How do you determine the COBRA premium?

There is little guidance on the subject, but the IRS has stated the applicable premium can be calculated either on:

  • the basis of past cost, or
  • an actuarial basis

The applicable premium under an HRA may not be based on a qualified beneficiary’s reimbursement amounts available from the HRA. 

The IRS has not issued specific guidance on how to determine the applicable premium under either method. However, in my experience:

Basis of past cost: When there is history (i.e. not the first year for the HRA) the premium usually is based on past claims experience of participants and in general, it reflects the cost to the employer of administering the HRA.  It’s “blended” so it’s the same for all HRA qualified beneficiaries regardless of their account balance. For example, if the annual funding is $1,200 but employees only use $600 on average, the monthly COBRA premium is $50 (600/12) + the permitted 2% administrative fee.​

An actuarial basis: If it’s the first year the employer is offering the HRA, an actuarial method is used and an employer must make a reasonable determination as to what utilization is likely. What’s reasonable? That is a facts/circumstances determination, (e.g. how high is the deductible, is it a first dollar HRA) with the calculation best being left up to the experts (i.e. HRA Third Party Administrator (TPA), licensed actuary) and even then, there may be different logic on what utilization average is reasonable.  However for most, their TPA may be able to provide some general utilization trends based on similar plan designs as a benchmark to help make an estimate.

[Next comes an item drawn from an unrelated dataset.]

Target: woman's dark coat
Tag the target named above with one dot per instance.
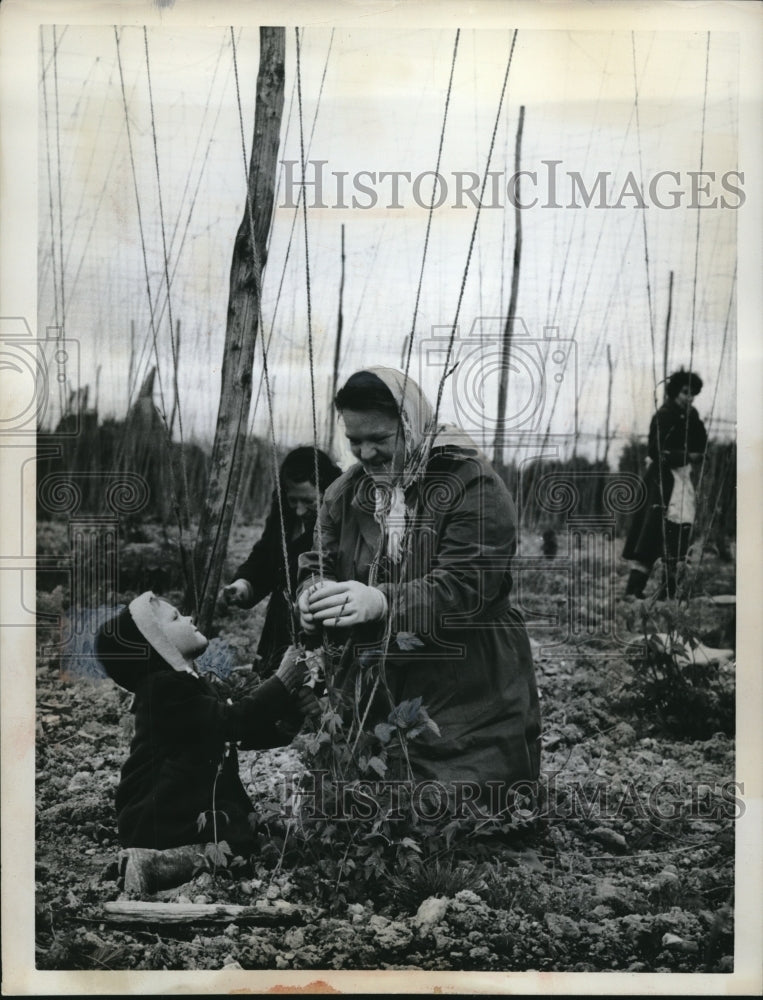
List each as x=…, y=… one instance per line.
x=673, y=436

Example: Post-deductible HDHP compatible HRA, similar plan designs employees who participate in the HRA spend 30% of available HRA dollars. An annual $3,000 HRA contribution is provided.

  • $3,000 x 30% (.3) = $900
  • $900 ÷12 (months) = $75
  • $75 x 2% (COBRA admin fees) = $76.50

Regardless of what method used, the HRA premiums must be calculated in the same fashion as the existing COBRA rules (calculated each year, prior to the 12-month determination period and different HRA COBRA premiums may not be charged to different beneficiaries.)

There are penalties for failing to offer COBRA to HRA participants….don’t let it bite you!